From these results it can be seen that B-220 is not toxic in vivo to cells that undergo cell division.

Example 10

This example illustrates a tumor model which is based on in vivo tumor initiation with one dose of dimethylbenzanthracene (DMBA) whereafter a potent tumor promotor triphorbol ester (TPA) was administered twice a week. After a number of weeks the skin tumors can be detected and followed during the study. After approximate 100 days (A) the positive controls reaches the maximum, whereafter the total number declines due to the behavior of the animals. In the group administered B-220 one hour before TPA there were no tumors at all at the same time point. After six months - the normal time for termination in this model - the B- 220 group had developed a very slight increase in tumors. After six months exposure of B-220 + TPA in the B-220 group, B-220 was no longer administered (B). Immediately a rapid increase of tumors was seen. These results are illustrated in Figure 4.

The initial DNA damage was there all the time, but was "silent" in the mice treated with B-220. Not even the very potent tumor promotion did have any effect with B-220 pretreatment. After the termination of B-220 treatment there was a rapid development of tumors indicating that both the initial DNA damage was present and the tumor promotor could catalyze the tumor formation. Tumor initiation was a genotoxic event and tumor promotion was an oxidative stress in this model.

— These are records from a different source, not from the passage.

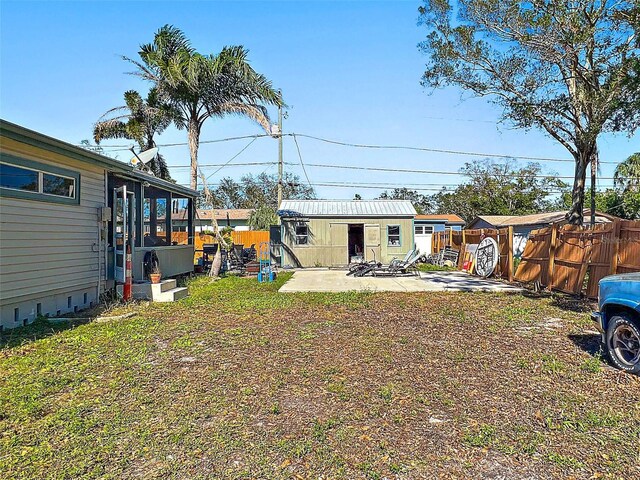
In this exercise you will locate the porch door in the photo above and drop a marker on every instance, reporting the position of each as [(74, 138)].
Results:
[(123, 230), (372, 242), (339, 241), (422, 237)]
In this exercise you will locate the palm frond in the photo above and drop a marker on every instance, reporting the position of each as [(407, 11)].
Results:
[(108, 129), (257, 113)]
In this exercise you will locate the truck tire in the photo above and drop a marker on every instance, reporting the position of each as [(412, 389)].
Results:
[(623, 343)]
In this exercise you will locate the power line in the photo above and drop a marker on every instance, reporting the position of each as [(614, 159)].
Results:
[(369, 146), (207, 165), (378, 186), (232, 158), (429, 172), (301, 162), (436, 150), (183, 144)]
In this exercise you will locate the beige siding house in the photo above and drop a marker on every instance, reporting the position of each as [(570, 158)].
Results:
[(57, 223), (335, 233)]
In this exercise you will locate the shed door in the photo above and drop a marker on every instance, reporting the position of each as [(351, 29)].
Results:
[(422, 237), (372, 242), (338, 239)]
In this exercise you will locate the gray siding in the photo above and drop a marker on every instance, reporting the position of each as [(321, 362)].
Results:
[(327, 244), (50, 251)]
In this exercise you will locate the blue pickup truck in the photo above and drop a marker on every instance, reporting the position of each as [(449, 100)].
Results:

These results show that B-220 is not a carcinogen in it self and further that B-220 can eliminate the effects of tumor initiations by the potent carcinogen DMBA and block tumor promotion by the potent tumor promotor TPA. When B-220 is removed the initial DNA damage can - together with a promotor - generate as much tumors as in the positive control. In other words, B-220 can, in vivo, switch on and off the tumor process.